Earthworms and other soil life help to decompose dead plant material, helping to bring back carbon to the soil (Source: MicropolitanMuseum).

The FAO’s Global Soil Organic Carbon Map (Version 1.0) shows where the world’s soil carbon is stored, and for which climates, soil types, and land cover.

The capture and long-term storage of CO2 from the atmosphere is what’s called carbon sequestration. A forest, for instance, has the ability to sequester carbon by moving it from short-lived labile pools – such as leaves and hummus – to long-lived stable pools with slow turnover times – such as standing biomass or recalcitrant (hard to further decompose) organic matter in soils.

Even though an ecosystem such as a forest can be a sink for carbon in one year and a source in another, it only really sequesters carbon if it remains a sink over long timescales. Depending on a range of factors, including management of the land, carbon can stay in soils for decades, centuries, or even millenia – if managed wisely, soils have the potential to sequester large amounts of carbon, contributing to climate change mitigation and adaptation.

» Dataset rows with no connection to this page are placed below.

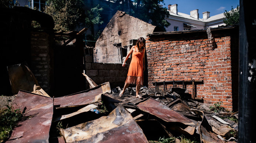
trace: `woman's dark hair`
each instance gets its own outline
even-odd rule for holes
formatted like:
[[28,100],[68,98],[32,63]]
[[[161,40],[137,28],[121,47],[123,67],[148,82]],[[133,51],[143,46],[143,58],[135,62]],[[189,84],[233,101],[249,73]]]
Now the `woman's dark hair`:
[[145,48],[146,46],[146,40],[142,37],[140,37],[136,42],[136,45],[138,48],[140,47],[139,46],[139,43],[142,43],[144,44],[143,45],[143,48]]

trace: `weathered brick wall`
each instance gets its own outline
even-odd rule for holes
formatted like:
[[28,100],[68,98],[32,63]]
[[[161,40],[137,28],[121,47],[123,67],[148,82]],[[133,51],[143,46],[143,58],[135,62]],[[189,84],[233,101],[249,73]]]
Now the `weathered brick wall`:
[[[124,86],[128,72],[129,59],[125,67],[122,67],[121,63],[94,63],[93,59],[92,56],[85,56],[85,74],[96,84],[99,85],[109,82],[111,88]],[[89,86],[86,83],[86,89],[88,89]]]
[[93,50],[94,62],[121,63],[121,47],[129,48],[133,43],[131,40],[140,37],[145,38],[148,34],[152,33],[155,27],[118,11],[96,42]]
[[43,31],[32,31],[31,35],[32,72],[43,89],[49,93],[50,81],[50,36]]
[[[238,82],[237,77],[234,77],[238,75],[232,70],[238,72],[238,67],[232,68],[231,36],[216,34],[213,40],[209,41],[204,35],[148,37],[149,87],[154,88],[155,81],[203,80],[203,84],[197,86],[197,97],[206,104],[222,102],[223,107],[232,110],[232,93],[237,94],[238,87],[232,89],[232,78]],[[238,65],[236,61],[233,64]],[[187,87],[192,94],[192,86]]]

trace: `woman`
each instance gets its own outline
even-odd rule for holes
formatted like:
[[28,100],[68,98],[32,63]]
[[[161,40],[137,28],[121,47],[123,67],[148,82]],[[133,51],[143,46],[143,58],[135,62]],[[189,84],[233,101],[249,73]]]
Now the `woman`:
[[125,59],[122,65],[123,67],[125,66],[125,62],[130,55],[133,52],[124,89],[119,94],[120,97],[122,96],[125,89],[131,84],[137,84],[136,98],[142,98],[139,95],[139,92],[141,85],[143,83],[143,71],[145,69],[144,55],[145,50],[145,39],[143,37],[140,37],[137,41],[136,45],[132,47],[125,57]]

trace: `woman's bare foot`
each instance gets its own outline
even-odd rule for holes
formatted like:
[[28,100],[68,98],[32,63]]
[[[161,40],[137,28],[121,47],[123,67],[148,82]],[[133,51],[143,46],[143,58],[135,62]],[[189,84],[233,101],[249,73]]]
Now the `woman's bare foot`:
[[119,96],[120,96],[120,97],[122,97],[123,96],[123,94],[124,94],[123,91],[124,90],[122,90],[119,94]]

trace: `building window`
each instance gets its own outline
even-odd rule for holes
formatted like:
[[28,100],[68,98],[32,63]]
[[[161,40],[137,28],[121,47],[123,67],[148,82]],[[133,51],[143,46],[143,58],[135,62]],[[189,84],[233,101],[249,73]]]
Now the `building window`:
[[179,27],[177,26],[174,26],[173,27],[174,27],[174,31],[179,31]]
[[46,1],[45,0],[32,0],[32,7],[34,10],[43,12],[45,10]]

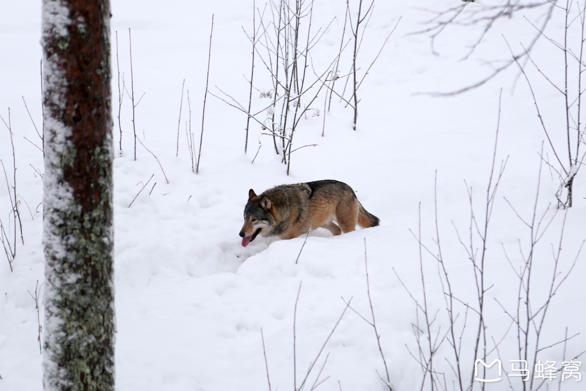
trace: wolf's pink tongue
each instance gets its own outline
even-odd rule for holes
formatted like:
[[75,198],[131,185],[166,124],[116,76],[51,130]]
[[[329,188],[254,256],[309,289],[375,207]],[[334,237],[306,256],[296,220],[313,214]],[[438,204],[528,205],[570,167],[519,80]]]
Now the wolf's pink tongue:
[[252,239],[252,236],[248,236],[248,237],[242,238],[242,247],[246,247],[250,243],[250,239]]

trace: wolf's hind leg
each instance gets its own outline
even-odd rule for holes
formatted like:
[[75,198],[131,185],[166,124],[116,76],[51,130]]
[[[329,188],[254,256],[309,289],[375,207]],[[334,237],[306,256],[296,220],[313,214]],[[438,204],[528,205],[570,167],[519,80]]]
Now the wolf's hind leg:
[[340,227],[338,227],[338,225],[333,222],[330,222],[327,224],[324,224],[321,226],[320,228],[325,228],[328,231],[333,233],[334,236],[337,236],[342,233],[342,230],[340,229]]
[[356,230],[358,220],[358,202],[356,199],[350,202],[340,202],[336,207],[336,220],[344,233]]

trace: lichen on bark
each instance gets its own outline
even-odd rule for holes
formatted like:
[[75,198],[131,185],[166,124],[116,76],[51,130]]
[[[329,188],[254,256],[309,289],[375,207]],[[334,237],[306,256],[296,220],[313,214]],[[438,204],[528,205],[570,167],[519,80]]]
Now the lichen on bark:
[[43,385],[114,388],[107,0],[44,0]]

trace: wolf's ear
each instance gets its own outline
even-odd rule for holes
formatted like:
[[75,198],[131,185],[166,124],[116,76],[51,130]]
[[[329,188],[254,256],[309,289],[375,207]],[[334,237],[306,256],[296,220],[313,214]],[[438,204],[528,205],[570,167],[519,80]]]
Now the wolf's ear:
[[264,196],[260,200],[260,206],[265,209],[271,209],[271,200],[267,198],[267,196]]

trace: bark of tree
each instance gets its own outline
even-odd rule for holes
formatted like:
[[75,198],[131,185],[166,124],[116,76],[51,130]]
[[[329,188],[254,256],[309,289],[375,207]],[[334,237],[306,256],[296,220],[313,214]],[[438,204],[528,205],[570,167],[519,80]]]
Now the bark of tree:
[[46,390],[114,389],[109,0],[43,0]]

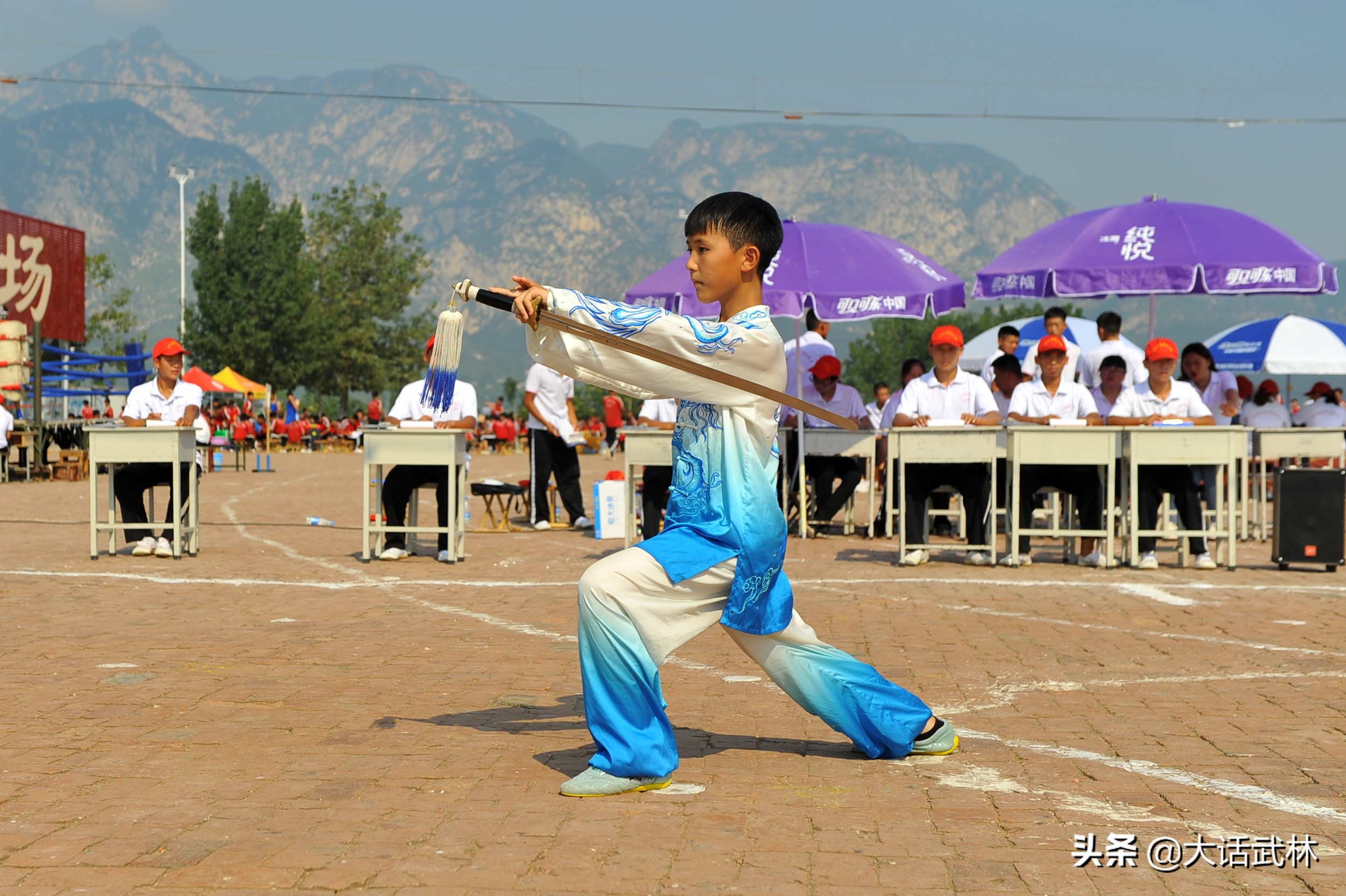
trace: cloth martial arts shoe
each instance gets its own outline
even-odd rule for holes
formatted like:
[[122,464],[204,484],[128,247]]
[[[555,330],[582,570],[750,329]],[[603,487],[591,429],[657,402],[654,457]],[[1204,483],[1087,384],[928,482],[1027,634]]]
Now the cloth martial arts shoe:
[[561,796],[616,796],[641,790],[662,790],[673,780],[673,775],[662,778],[618,778],[590,766],[575,778],[561,784]]
[[953,725],[944,720],[940,720],[933,732],[917,737],[911,744],[913,756],[948,756],[956,749],[958,749],[958,735],[953,731]]
[[921,564],[930,562],[930,552],[914,548],[907,552],[907,556],[902,558],[902,562],[907,566],[919,566]]

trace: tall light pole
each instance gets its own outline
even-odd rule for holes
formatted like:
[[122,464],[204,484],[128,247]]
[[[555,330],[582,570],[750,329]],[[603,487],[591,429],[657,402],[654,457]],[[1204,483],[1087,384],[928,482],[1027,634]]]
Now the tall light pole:
[[182,269],[178,339],[183,340],[187,338],[187,182],[197,176],[197,170],[182,171],[178,165],[168,165],[168,176],[178,182],[178,234],[180,237],[178,262]]

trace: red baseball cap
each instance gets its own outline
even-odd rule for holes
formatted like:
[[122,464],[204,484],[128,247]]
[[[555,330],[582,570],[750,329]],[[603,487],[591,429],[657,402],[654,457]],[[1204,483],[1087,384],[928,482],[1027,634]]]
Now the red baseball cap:
[[1151,339],[1145,343],[1145,361],[1178,361],[1178,343],[1172,339]]
[[817,363],[809,367],[809,373],[818,379],[826,379],[828,377],[841,375],[841,359],[836,355],[822,355],[818,358]]
[[182,343],[172,336],[164,336],[155,343],[155,358],[162,358],[164,355],[190,355],[191,352],[182,347]]
[[962,348],[962,331],[953,324],[940,324],[930,334],[930,347],[934,346],[954,346]]
[[1066,340],[1062,339],[1061,336],[1053,336],[1051,334],[1047,334],[1046,336],[1038,340],[1039,355],[1044,351],[1065,351],[1065,350],[1066,350]]

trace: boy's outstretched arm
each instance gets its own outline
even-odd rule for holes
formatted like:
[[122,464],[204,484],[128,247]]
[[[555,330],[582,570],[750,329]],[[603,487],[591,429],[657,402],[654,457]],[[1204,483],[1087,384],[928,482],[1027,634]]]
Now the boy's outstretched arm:
[[[520,320],[529,320],[533,308],[544,305],[604,332],[721,367],[773,389],[785,387],[781,338],[765,309],[760,320],[703,322],[662,308],[627,305],[572,289],[542,287],[528,277],[514,277],[514,283],[516,289],[498,292],[514,296],[514,313]],[[638,398],[669,397],[727,406],[750,406],[762,401],[734,386],[549,327],[530,332],[528,347],[533,358],[555,370]]]

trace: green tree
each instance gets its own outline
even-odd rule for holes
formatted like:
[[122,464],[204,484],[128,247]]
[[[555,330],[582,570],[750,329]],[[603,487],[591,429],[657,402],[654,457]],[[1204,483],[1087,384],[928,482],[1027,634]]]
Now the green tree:
[[211,184],[191,217],[187,248],[197,258],[197,303],[187,311],[192,359],[207,370],[232,365],[281,396],[306,382],[314,273],[299,200],[277,204],[261,178],[248,178],[230,187],[226,210]]
[[[140,318],[128,308],[131,287],[117,287],[109,293],[117,266],[108,260],[106,253],[85,257],[85,283],[98,297],[97,309],[85,322],[83,347],[96,355],[120,355],[128,342],[144,344],[145,332],[140,328]],[[112,365],[114,370],[125,371],[127,365]]]
[[429,312],[408,313],[429,280],[420,237],[402,233],[402,213],[378,184],[354,180],[314,196],[308,258],[315,270],[315,350],[307,385],[323,394],[384,390],[423,366]]
[[[1079,309],[1073,305],[1062,305],[1071,318],[1079,315]],[[874,383],[886,382],[894,390],[902,386],[902,362],[907,358],[919,358],[930,369],[930,334],[935,327],[953,324],[962,330],[964,339],[999,327],[1007,320],[1020,318],[1034,318],[1044,311],[1042,303],[1026,305],[1022,303],[999,301],[987,303],[981,313],[970,311],[954,311],[942,318],[922,318],[910,320],[907,318],[878,318],[874,327],[861,339],[851,343],[849,358],[845,363],[843,379],[868,397]]]

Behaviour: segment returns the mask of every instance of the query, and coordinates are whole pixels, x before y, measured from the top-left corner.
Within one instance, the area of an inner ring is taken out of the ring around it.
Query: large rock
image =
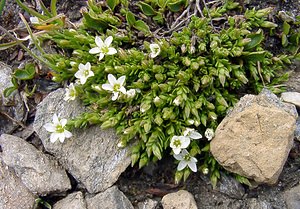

An excerpt of the FAO’s Global Soil Organic Carbon Map showing C stocks by climate zone, land cover, soil type, and country (Source: FAO).

Carbon farming and the climate: How much can soils contribute?

Bringing carbon back to soils is clearly among the strategies to successfully take it out of the atmosphere. The Intergovernmental Panel on Climate Change (IPCC) estimates (with high confidence) that soil carbon sequestration in croplands and grasslands lands can store between 0.4 to 8.6 gigatonnes of CO2 equivalents per year by 2050. In 2016, global emissions from agriculture were 5.3 gigatonnes of CO2 equivalents.

With these numbers, increasing soil organic matter content is mentioned among the options that have a very high potential to mitigate climate change. Do note that the estimated potentials as mentioned in the IPCC report are the technical potential: this means that social, economic, or other barriers to implementation are not taken into account.

Increasing soil organic carbon in agricultural lands is not the only way in which soils can help to mitigate climate change – it is also the management of agricultural resources related to soils that can contribute.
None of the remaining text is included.